The Trump administration has blocked imports of Venezuelan crude and condensate into the US, prohibited US dollar transactions with state-run PDVSA and threatened sanctions on essentially all diluent trade with the company. But the US has yet to impose secondary sanctions on Venezuelan oil flows, similar to those fully re-imposed on Iranian crude last month, subjecting essentially all petroleum trade with a targeted country to US sanctions.
India, for example, has agreed to stop exporting gasoline to Venezuela and has reduced its Venezuelan crude imports in response to pressure from the US, Viscidi said. But Russia, Venezuela's most significant remaining crude and refined product trading partner, may not halt purchases even if secondary sanctions are imposed, she said.

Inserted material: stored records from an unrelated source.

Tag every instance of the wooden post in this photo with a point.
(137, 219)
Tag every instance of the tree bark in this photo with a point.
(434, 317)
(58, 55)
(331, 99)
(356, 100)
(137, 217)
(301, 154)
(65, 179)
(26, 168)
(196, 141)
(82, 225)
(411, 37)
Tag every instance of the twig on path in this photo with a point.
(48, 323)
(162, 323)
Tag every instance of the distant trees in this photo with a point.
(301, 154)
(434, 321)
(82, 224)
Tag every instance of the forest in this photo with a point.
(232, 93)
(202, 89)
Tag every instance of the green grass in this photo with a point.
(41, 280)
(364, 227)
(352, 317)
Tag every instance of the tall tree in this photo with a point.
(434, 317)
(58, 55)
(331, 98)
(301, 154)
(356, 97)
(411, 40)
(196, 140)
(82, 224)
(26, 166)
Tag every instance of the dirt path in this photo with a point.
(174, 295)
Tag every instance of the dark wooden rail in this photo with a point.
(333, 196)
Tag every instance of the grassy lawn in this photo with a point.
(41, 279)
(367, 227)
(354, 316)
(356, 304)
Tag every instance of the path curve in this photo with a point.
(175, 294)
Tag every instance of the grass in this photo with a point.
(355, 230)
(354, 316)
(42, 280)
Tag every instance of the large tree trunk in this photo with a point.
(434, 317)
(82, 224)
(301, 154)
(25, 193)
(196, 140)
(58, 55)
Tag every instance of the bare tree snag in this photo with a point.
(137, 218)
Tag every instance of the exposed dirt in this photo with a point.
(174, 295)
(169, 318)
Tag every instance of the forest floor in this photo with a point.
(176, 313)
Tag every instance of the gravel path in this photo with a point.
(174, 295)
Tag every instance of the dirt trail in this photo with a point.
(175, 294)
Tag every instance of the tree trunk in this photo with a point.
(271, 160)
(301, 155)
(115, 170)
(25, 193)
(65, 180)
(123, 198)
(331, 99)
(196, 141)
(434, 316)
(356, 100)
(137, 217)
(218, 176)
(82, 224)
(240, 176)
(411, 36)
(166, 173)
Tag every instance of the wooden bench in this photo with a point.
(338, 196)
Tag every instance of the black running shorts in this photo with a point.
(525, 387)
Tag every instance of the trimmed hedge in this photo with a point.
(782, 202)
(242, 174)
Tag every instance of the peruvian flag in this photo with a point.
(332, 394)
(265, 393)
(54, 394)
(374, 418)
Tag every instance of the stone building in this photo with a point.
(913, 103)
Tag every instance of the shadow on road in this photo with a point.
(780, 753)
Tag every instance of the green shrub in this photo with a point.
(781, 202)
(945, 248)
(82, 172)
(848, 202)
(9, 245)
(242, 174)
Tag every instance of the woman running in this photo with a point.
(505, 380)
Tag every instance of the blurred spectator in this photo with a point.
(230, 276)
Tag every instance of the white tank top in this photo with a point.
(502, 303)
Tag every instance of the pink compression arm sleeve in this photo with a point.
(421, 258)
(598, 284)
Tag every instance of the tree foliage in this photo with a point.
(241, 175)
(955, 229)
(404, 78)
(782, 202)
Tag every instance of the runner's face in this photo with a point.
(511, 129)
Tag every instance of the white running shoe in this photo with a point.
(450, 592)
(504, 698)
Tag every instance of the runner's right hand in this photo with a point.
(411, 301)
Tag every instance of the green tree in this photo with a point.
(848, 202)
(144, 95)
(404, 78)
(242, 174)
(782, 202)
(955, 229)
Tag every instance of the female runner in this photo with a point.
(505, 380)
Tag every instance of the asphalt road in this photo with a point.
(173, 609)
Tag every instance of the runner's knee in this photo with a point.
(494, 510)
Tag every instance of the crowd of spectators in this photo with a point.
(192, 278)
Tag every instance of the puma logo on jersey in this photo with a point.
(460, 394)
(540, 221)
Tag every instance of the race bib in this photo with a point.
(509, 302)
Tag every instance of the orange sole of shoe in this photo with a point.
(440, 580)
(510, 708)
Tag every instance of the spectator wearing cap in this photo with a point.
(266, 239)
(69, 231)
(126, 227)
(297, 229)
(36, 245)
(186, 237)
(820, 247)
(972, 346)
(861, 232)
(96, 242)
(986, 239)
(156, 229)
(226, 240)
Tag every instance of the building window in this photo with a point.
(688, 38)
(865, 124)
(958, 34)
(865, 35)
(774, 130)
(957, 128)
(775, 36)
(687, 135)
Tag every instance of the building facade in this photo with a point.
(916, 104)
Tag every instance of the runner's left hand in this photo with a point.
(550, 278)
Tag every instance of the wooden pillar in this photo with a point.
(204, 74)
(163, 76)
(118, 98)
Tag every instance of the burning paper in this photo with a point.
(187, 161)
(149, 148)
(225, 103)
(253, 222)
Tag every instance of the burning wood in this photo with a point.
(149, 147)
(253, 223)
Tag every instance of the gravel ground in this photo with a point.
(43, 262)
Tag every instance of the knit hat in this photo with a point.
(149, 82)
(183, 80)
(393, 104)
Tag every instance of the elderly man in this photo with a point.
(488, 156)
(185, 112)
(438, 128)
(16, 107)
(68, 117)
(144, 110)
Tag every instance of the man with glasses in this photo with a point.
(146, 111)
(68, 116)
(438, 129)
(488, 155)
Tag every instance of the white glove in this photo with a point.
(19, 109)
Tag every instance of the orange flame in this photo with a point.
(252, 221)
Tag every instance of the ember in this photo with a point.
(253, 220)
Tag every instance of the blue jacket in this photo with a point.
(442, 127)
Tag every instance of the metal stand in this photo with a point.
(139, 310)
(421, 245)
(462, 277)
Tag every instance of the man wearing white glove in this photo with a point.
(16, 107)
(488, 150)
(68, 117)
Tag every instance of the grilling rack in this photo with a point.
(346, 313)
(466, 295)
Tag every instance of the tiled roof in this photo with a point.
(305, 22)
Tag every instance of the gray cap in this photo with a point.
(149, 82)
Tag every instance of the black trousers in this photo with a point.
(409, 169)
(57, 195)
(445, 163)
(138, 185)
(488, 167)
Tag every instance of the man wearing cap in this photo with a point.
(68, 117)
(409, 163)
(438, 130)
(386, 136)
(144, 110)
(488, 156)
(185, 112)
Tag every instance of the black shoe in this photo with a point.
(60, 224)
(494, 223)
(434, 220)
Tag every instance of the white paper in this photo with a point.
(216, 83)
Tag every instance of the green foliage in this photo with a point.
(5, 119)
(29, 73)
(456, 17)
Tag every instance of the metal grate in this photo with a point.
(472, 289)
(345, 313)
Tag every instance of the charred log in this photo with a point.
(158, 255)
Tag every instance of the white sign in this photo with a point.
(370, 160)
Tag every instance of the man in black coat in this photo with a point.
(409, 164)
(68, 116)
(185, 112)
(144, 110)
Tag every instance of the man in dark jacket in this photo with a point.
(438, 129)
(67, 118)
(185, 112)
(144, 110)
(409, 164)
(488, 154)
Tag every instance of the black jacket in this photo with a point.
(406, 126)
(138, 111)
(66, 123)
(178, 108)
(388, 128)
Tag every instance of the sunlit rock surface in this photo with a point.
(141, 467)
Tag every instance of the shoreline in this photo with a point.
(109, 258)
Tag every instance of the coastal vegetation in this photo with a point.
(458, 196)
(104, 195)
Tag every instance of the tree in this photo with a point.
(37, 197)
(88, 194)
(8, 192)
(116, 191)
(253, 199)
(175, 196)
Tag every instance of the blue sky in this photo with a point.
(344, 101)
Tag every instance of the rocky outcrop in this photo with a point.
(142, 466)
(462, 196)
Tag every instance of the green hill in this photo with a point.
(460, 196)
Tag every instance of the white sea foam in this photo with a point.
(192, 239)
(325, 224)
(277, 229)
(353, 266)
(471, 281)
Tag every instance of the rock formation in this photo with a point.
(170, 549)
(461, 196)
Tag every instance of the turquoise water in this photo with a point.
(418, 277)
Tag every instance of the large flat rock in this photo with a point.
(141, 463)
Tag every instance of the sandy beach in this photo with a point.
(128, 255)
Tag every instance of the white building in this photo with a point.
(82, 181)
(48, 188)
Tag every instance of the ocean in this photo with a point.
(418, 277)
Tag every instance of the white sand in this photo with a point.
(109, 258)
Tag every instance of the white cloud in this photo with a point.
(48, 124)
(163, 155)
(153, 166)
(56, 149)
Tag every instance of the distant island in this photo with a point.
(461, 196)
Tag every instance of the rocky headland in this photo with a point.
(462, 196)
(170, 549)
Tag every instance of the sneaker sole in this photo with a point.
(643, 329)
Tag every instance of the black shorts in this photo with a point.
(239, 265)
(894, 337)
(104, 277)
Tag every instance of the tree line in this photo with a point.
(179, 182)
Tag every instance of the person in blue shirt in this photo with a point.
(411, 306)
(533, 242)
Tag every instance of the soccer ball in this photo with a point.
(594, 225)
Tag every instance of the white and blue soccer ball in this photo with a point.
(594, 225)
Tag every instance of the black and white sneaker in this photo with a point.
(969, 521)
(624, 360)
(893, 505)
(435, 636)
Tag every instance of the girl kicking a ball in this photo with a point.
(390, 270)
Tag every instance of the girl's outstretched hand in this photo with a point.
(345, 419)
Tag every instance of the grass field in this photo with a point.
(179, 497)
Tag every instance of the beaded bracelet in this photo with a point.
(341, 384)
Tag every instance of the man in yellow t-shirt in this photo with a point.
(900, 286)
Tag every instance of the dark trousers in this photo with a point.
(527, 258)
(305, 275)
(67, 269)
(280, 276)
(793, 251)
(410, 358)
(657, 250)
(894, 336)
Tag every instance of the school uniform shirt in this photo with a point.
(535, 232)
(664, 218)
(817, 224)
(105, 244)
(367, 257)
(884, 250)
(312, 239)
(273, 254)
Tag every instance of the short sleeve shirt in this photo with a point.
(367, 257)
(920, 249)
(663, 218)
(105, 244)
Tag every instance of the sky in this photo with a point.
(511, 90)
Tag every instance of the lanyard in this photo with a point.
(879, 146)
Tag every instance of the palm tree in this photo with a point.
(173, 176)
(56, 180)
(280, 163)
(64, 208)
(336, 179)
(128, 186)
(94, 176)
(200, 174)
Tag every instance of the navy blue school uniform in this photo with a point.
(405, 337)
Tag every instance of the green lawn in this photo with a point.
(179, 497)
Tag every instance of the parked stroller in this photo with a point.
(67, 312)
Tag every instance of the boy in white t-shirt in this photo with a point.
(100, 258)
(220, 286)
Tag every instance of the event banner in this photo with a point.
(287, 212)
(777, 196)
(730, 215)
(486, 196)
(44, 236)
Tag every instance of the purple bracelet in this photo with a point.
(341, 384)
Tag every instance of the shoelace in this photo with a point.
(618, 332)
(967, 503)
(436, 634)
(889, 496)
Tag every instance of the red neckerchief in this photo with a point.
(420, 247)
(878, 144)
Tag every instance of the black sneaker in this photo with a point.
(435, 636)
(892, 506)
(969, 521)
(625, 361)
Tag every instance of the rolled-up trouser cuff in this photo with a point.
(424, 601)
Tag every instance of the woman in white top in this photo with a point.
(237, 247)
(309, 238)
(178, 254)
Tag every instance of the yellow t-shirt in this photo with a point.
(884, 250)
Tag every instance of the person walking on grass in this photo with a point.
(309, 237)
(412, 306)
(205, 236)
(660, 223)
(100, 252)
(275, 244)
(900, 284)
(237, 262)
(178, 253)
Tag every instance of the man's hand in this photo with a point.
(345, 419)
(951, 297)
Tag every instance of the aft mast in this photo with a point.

"Russia is not going to stop trading oil with Venezuela as a result of official secondary sanctions, especially since Russia itself is being sanctioned by the US," she said.
State-run Russian companies may be unlikely to comply with US sanctions, keeping at least some Venezuelan petroleum flows viable even if secondary sanctions are imposed, according to Paul Sheldon, chief geopolitical advisor with S&P Global Platts Analytics.
"Among other factors, assisting a US adversary in the Americas carries geopolitical benefits for the Kremlin," Sheldon said in a note.
PDVSA exported an average of 720,000 b/d of crude and fuel oil in May, up about 150,000 b/d from April, but well below the nearly 1.29 million b/d exported out of Venezuela a year earlier, according to a PDVSA document seen by Platts.
In May, PDVSA sold 8.8 million barrels of crude to Russia's Rosneft, including diluted crude oil and Merey 16, roughly 40% of all crude and fuel oil it sold in May, according to the PDVSA document.
Venezuelan oil production fell to 720,000 b/d in May, down 60,000 b/d from April and less than half the 1.5 million b/d the country produced in May 2018, according to a Platts OPEC survey released Monday.
For months, the Trump administration has been considering secondary sanctions, but has avoided imposing them due partly to the impact on oil and gasoline prices amid other sanctions and trade disputes.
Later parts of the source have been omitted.